Ukraina coraz bliżej NATO
Sekretarz generalny NATO Mark Rutte po piątkowym spotkaniu ministrów obrony państw Sojuszu Północnoatlantyckiego zadeklarował, że Ukraina pewnego dnia stanie się członkiem NATO. Odpowiedź na tę deklarację pojawiła się już następnego dnia. Rosyjskie Ministerstwo Spraw Zagranicznych poinformowało, iż przyjęcie Ukrainy do Sojuszu uniemożliwi polityczne i dyplomatyczne rozwiązanie konfliktu, a nawet doprowadzi do jego eskalacji. Rzecznik Kremla, Dmitrij Pieskow, dodał, że „Plan Zwycięstwa” Zełenskiego może skutkować bezpośrednim starciem z Rosją.
Witold Jurasz w rozmowie z redaktorem Gońca, Wojciechem Mulikiem, wyraził opinię, że zbliżamy się do momentu, w którym strony konfliktu mogą rozpocząć rozmowy pokojowe. Jednocześnie podkreślił, że Ukraina nie ma realnych szans na odzyskanie wszystkich okupowanych obszarów.
Ochłodzenie relacji Polska-Ukraina
Wniosek o członkostwo Ukrainy w Unii Europejskiej złożony przez Wołodymyra Zełenskiego tuż po rozpoczęciu rosyjskiej inwazji nadal nie został ostatecznie rozpatrzony. Coraz częściej w mediach pojawiają się deklaracje polskich polityków, że będzie to możliwe dopiero po rozwiązaniu kwestii ekshumacji ofiar Rzezi Wołyńskiej.
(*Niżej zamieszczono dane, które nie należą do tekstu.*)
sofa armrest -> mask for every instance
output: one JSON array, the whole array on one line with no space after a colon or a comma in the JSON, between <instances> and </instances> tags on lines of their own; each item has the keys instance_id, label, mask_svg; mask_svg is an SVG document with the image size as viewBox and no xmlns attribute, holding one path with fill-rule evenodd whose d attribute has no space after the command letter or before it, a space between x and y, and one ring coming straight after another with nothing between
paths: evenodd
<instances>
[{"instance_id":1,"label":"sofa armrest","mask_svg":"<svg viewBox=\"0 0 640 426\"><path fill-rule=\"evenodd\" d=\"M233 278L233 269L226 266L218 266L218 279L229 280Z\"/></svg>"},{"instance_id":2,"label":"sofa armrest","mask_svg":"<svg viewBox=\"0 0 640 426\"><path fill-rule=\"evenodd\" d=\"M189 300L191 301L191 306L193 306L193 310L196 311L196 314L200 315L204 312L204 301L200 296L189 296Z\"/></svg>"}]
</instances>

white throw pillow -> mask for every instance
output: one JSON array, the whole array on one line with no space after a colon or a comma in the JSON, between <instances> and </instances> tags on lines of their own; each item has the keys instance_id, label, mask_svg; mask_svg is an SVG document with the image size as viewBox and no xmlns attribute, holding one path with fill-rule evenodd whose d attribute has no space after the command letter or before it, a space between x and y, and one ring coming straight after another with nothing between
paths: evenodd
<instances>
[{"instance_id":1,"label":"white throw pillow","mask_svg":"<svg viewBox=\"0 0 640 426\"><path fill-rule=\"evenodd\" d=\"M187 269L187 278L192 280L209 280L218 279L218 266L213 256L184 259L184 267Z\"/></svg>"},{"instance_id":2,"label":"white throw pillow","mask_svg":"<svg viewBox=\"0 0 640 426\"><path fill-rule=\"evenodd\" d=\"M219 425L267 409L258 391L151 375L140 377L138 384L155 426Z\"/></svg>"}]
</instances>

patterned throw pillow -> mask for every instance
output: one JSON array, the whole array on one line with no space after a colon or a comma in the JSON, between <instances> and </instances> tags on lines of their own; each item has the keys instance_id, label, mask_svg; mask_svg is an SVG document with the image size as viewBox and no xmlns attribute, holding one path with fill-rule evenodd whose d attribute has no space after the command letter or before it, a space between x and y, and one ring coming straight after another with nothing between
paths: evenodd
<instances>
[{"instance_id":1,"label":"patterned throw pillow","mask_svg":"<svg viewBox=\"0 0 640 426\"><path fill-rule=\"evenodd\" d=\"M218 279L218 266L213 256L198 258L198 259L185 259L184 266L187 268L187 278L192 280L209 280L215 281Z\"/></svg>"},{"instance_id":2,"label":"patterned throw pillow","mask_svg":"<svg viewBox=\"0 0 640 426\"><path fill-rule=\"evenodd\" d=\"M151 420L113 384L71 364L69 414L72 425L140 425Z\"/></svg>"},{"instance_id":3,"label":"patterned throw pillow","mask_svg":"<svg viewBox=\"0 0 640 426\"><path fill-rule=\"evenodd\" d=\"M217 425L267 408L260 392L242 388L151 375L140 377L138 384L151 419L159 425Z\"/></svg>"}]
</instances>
Witold Jurasz w rozmowie z Gońcem zarzuca rządzącym, że nie komunikowali Ukraińcom w wyraźny sposób, czego Polska chce w zamian za pomoc w wojnie.
Powinniśmy być konsekwentni w naszej polityce popierania Ukraińców, ale z drugiej strony asertywnego stawiania pewnych spraw. Inaczej Ukraina stanie się dla Polski drugim Irakiem, czyli miejscem, gdzie niby mieliśmy zarobić, ale wyszło tak, że nie zarobiliśmy - powiedział Jurasz
Wołyń bramą Ukrainy do Unii Europejskiej
Stosunki polsko-ukraińskie pogorszyły się, gdy ówczesny minister spraw zagranicznych Ukrainy Dmytro Kułeba zrównał ludobójstwo wołyńskie z akcją “Wisła”, która polegała na masowym przesiedleniu Ukraińców na polskich terenach. Podczas Rzezi Wołyńskiej życie straciło około 100 tysięcy Polaków.
Przedwojenna Polska często traktowała Ukraińców w niewłaściwy sposób, ale to nie usprawiedliwia ludobójstwa. Celem UPA było wymordowanie Polaków i czystka etniczna, a celem naszego podziemia odpowiedź na to ludobójstwo – tego nie da się porównać. Powinniśmy domagać się od Ukraińców ekshumacji i pochówków” - powiedział w rozmowie z Gońcem Witold Jurasz.